Making a TOR hidden service site(with an .onion url) has two advantages.

1.No one can tell where the server is located

2.No one can prove you accessed the server

There are caveats to both of these, like if they find your computer and see the site on your screen, but they hold in general.

Actually one of the articles I read said that a lot of the TOR nodes are huge, thousands of dollars per month type servers and that there’s some speculation that they’re actually run by the NSA or other intelligence agencies. The rationale being the question of who’s going to spend that much money on an anonymous node?

That agrees with what I was saying in that he wasn’t able to tell where the data was coming from but since it wasn’t encrypted was able to read it. If anonymity was lost, it was because of details in the data itself, not a trace of the traffic. On the other hand, if you’re on Tor but the destination isn’t, the destination can be seen. In my previous post, I was assuming Tor-to-Tor traffic which is much more secure. Still, if the data itself is sensitive, use encryption. If you just want to anonymously browse the internet, Tor is fine.
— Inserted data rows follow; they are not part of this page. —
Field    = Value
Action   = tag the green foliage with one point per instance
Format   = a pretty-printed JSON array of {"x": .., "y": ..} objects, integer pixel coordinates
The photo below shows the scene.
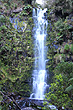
[
  {"x": 71, "y": 49},
  {"x": 57, "y": 95},
  {"x": 66, "y": 47}
]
What I meant when I said it was theoretically possible to figure out the source and destination for traffic on the Tor network is if the traffic is completely within one country and the government is running the majority of the nodes on the Tor network, they can analyze it to see that every time a Tor node sends or receives a packet, an actual IP address sends or receives a packet via the Tor protocol and link the two. As you can probably imagine, it would require huge resources and isn’t something the government is likely to do to catch people buying weed on the internet if they’re even capable of it, but it is theoretically possible.

There is no doubt whatsoever that some of them are run by the NSA and various other groups. But the Tor network is designed to preserve anonymity even when nodes are compromised.

Here’s a detailed analysis. In short: the NSA has successfully used various methods for defeating Tor and tracking down specific users. But it’s difficult and expensive for them to do, and the sort of thing that can really only be deployed against specific targets - not wholesale monitoring of everything and everyone. This leaked document they say they can only de-anonymize a very small fraction of its users.

Oh, I meant to add: some Tor nodes are run by universities, ISPs, web hosts, and various pro-privacy groups with the means to maintain them.